Caching impact: Caching identical prompts can cut API costs by 40-60%. If your system prompt is 2,000 tokens and you send 10,000 requests per day, caching saves you 20 million input tokens daily.
Source: Anthropic prompt caching documentation, 2025
Production Best Practices
- Never call AI APIs from the client - Always proxy through your backend. This protects your API key and lets you add rate limiting, logging, and validation.
- Log inputs and outputs - Store prompt/completion pairs for debugging and cost analysis.
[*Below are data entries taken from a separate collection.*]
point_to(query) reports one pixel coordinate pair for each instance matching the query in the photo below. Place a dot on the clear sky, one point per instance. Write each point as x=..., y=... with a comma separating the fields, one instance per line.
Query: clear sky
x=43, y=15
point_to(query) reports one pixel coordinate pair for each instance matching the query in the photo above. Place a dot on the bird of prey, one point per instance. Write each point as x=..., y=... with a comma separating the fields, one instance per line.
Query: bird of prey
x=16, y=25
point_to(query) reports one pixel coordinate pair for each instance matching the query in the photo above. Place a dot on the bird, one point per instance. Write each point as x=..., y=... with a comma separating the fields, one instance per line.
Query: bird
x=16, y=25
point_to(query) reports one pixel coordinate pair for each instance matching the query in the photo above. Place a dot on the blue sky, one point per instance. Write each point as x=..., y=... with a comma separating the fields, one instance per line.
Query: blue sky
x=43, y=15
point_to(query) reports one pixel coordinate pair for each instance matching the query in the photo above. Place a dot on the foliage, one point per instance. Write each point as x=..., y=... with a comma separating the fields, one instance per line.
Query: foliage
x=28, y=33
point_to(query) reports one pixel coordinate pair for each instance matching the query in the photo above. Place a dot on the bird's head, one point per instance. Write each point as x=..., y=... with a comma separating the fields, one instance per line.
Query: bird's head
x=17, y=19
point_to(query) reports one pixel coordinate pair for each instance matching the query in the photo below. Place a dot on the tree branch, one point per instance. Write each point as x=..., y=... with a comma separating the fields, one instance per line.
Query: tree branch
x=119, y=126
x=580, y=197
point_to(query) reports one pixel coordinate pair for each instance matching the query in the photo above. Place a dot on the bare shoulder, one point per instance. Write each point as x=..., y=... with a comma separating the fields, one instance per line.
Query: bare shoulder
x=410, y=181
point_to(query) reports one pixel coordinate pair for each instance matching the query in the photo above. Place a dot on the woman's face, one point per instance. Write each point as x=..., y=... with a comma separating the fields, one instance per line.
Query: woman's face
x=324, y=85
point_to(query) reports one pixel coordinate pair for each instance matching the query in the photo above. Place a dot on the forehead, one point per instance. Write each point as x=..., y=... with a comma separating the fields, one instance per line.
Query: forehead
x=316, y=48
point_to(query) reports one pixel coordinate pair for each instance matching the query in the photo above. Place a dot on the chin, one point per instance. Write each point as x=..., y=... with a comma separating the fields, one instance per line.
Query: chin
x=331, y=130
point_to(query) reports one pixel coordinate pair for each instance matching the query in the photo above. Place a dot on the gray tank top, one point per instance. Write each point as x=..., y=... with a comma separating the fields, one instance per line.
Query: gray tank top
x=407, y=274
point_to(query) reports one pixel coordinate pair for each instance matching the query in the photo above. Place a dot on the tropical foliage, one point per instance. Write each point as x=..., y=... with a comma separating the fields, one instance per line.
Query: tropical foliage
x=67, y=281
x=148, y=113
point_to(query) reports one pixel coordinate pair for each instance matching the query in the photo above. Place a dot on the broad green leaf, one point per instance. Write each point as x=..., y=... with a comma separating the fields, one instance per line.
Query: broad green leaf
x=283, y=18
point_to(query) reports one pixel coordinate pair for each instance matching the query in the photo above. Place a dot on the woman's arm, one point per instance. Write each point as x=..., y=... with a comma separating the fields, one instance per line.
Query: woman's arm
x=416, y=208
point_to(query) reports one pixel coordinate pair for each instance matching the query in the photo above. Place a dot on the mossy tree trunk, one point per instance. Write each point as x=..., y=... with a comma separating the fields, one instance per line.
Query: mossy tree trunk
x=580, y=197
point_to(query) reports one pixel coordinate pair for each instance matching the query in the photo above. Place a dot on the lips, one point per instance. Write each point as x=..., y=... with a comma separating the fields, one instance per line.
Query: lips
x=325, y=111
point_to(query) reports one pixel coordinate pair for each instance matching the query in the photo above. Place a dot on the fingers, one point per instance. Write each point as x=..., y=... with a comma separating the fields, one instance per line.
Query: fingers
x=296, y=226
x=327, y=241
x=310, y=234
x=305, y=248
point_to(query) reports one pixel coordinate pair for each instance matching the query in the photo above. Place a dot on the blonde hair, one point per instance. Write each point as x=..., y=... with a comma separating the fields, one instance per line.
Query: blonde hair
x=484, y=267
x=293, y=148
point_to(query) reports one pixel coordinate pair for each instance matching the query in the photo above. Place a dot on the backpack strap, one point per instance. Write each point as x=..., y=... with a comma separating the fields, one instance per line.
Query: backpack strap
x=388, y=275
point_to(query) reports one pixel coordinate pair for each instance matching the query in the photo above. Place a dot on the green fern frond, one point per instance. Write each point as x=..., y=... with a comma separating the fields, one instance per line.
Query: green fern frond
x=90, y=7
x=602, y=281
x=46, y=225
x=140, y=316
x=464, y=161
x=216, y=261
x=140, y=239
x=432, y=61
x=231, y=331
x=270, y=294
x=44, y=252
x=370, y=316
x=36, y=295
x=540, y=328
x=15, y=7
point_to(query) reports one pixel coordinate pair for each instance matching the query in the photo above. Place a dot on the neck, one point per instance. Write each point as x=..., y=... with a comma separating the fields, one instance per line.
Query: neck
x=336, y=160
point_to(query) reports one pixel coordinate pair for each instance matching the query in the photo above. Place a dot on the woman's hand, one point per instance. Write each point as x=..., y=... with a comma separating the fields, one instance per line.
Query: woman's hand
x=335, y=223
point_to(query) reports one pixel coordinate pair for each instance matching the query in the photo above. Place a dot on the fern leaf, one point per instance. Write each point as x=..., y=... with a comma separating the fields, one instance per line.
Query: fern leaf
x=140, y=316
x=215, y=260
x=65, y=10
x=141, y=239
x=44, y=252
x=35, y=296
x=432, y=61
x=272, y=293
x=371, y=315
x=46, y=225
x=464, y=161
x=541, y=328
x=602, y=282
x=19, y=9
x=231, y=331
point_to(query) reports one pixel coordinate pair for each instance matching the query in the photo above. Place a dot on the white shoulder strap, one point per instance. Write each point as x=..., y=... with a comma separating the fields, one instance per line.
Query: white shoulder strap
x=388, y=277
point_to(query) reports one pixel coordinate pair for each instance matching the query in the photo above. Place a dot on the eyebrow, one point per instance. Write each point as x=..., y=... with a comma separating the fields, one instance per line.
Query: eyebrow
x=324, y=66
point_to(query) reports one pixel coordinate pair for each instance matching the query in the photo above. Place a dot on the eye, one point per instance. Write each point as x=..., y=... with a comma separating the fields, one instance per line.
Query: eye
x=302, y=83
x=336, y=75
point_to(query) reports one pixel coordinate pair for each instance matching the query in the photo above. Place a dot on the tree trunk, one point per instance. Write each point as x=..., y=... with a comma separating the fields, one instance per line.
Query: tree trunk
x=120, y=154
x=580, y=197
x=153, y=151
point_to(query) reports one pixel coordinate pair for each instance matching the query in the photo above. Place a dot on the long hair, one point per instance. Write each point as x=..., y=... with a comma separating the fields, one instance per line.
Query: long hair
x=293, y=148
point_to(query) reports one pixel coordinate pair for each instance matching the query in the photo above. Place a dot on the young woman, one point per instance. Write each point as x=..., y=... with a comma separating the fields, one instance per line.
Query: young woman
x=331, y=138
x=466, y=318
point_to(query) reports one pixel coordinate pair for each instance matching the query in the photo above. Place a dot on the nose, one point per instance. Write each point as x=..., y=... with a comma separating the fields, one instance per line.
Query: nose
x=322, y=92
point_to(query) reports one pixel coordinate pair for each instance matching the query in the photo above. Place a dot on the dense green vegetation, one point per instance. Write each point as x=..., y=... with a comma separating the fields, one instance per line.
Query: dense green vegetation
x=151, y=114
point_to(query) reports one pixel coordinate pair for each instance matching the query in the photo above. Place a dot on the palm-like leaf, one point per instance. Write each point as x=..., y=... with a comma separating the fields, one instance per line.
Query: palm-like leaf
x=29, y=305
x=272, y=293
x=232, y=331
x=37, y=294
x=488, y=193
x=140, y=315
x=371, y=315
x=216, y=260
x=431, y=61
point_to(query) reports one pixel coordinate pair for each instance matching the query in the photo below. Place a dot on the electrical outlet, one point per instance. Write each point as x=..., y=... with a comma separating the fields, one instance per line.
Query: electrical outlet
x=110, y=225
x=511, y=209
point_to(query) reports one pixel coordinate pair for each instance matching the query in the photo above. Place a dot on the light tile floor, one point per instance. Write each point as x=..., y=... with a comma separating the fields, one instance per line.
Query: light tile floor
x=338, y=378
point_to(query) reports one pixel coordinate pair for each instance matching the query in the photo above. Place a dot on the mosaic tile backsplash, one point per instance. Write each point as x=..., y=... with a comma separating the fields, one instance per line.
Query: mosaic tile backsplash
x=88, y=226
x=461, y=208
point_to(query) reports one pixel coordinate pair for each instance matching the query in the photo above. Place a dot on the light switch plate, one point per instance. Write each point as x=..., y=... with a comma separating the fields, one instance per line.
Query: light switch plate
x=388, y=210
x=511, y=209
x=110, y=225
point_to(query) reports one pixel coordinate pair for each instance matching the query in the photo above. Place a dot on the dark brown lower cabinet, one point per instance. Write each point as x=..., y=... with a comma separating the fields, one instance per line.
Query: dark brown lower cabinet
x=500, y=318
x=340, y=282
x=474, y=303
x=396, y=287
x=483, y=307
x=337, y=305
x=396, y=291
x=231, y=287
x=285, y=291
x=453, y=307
Do not log sensitive user data, but do log enough to reproduce issues.
- Validate outputs - If you expect JSON, validate it. If you expect a specific format, check it. LLMs occasionally produce malformed output even with explicit instructions.
- Add fallback behavior - What happens if the API is down or times out? Show a helpful error message and offer alternatives. Never let an AI API failure bring down core functionality.
- Implement per-user rate limiting - Prevent any single user from generating excessive API costs. Even if the API is per-token, a user in a loop can spike your bill.